I am just moving to Spain  ( Yes i did say moving to )and im looking for a minimum of a 3 bedroom property in the Los Gallardos area or within a 30 minute drive somewhere with views if possible for the right property we would be looking at between 6 to 12 months possibly longer 

Must have`s

1) Swimming pool

2) Accept dogs (2 very well behaved German Shepard's)

3) Peace and quiet ( very important )

4) Sorry no rabbit hutches please, need the feeling of space

5) Max rental is £800 Euros a month 

Is there anyone that can help me find such a property i would be grateful of any help

Thanks

Shell


----------



## owdoggy (Jul 23, 2008)

Shell4 said:


> Hi
> 
> I am just moving to Spain  ( Yes i did say moving to )and im looking for a minimum of a 3 bedroom property in the Los Gallardos area or within a 30 minute drive somewhere with views if possible for the right property we would be looking at between 6 to 12 months possibly longer
> 
> ...


Have a look at these sites for starters to get an idea of what's going about:

Almeria Properties — Relocate Almeria

Spanish property for sale: Find 100,000 Spanish properties for sale

Search Spanish Hideaways properties in Almeria

Arboleas Villa Re-Sales - Property for Sale in the Almanzora Valley, Almeria, Spain

Do a search on google and you'll find loads more.

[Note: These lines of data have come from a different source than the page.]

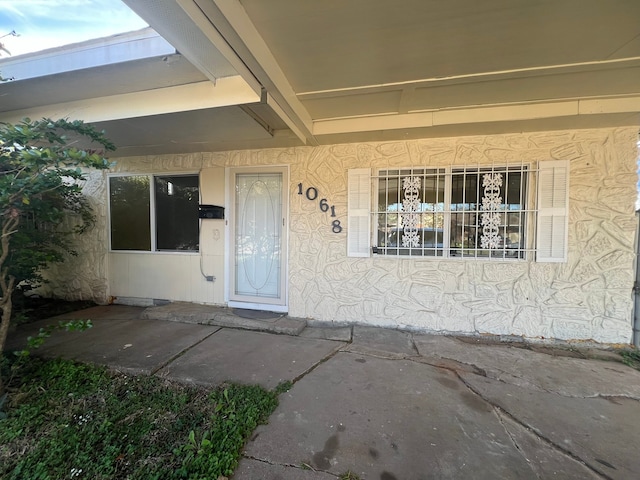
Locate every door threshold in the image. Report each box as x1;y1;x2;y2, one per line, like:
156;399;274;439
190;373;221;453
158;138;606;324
227;300;288;313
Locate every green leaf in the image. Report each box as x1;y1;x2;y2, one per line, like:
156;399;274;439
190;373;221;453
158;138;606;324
0;116;113;296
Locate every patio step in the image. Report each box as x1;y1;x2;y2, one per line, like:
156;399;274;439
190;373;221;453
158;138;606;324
141;302;306;336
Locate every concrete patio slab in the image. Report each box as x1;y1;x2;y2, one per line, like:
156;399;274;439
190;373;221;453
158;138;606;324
156;328;344;390
5;305;145;352
344;326;417;358
140;301;218;323
9;318;130;353
8;317;219;375
495;412;600;479
233;458;336;480
242;351;593;479
300;325;353;342
413;334;640;397
142;302;307;335
7;307;640;480
50;305;146;321
463;373;640;479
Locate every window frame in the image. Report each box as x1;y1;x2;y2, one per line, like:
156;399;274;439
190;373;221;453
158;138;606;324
107;172;201;254
447;165;533;260
374;167;449;258
371;165;534;261
345;160;571;262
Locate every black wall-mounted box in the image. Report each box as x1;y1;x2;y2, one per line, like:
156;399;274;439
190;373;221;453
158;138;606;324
199;204;224;219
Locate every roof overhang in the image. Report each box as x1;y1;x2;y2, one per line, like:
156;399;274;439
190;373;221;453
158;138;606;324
1;1;639;156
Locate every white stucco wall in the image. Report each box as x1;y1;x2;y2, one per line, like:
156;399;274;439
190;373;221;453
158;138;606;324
41;127;638;344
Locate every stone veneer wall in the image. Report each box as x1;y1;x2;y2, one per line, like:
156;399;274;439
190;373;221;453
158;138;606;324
38;169;109;303
41;127;638;343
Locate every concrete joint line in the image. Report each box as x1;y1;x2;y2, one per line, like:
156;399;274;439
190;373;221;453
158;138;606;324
454;372;615;480
411;355;615;400
404;354;614;480
350;350;413;361
149;327;222;376
594;393;640;402
406;355;488;377
288;343;345;387
409;334;420;356
341;345;415;361
456;369;575;400
494;410;535;474
241;454;341;478
241;454;275;465
538;391;640;401
457;367;640;401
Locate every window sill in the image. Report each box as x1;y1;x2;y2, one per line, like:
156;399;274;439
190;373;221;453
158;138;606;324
109;250;200;255
372;249;528;262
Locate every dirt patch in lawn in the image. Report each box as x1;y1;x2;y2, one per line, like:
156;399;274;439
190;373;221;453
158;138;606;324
12;294;96;325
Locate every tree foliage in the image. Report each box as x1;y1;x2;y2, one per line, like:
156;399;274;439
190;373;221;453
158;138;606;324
0;118;115;394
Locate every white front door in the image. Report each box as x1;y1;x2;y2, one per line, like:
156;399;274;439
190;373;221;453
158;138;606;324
228;167;288;311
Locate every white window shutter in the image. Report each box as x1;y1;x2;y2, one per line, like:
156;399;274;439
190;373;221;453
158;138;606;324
536;160;569;262
347;168;371;257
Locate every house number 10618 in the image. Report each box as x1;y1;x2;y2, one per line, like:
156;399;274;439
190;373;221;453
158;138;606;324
297;183;342;233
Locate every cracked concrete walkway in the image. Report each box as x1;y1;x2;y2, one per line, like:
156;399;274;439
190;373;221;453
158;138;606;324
7;306;640;479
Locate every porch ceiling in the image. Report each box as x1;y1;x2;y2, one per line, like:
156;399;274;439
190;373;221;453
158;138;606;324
222;0;640;132
240;0;640;93
2;1;640;156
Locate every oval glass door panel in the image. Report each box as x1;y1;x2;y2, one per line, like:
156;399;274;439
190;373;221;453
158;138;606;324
235;173;282;299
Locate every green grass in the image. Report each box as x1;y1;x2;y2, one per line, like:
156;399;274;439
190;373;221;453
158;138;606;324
340;471;362;480
0;355;279;479
621;349;640;370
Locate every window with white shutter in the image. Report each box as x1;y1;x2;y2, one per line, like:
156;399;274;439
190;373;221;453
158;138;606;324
347;168;371;257
346;161;568;262
535;160;569;262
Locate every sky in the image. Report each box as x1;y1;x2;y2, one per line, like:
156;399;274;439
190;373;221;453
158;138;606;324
0;0;148;57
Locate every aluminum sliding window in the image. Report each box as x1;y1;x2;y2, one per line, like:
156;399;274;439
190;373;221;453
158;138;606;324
109;175;151;251
154;175;199;251
109;174;200;252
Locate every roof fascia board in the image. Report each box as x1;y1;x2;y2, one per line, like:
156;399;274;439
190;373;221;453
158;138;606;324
176;0;261;96
265;93;307;144
0;28;174;81
579;95;640;115
122;0;239;84
199;0;316;144
0;77;259;125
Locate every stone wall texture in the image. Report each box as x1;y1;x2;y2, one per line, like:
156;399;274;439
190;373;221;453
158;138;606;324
42;127;639;344
38;170;109;303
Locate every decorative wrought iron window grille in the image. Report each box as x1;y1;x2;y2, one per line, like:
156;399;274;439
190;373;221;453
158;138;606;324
374;166;531;259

The best way is to find what's about is to get out there, do a bit of legwork & a lot of jaw work

Hope you get sorted.



Doggy


----------



## Shell4 (Jan 21, 2009)

owdoggy said:


> Have a look at these sites for starters to get an idea of what's going about:
> 
> Almeria Properties — Relocate Almeria
> 
> ...



Hello,

Thanks for those internet sites ive found a property on one of them thats a real possible and am coming over later this week if i can get a flight sorted got a few others to view as well have gotta get the property right or ill get it in the neck off her in doors,if you know what i mean lol.
Have been over a few times as well sorting out what sort of area to locate to and have a few agents on the case 

Really appriciate the help

Thanks

Shell4


----------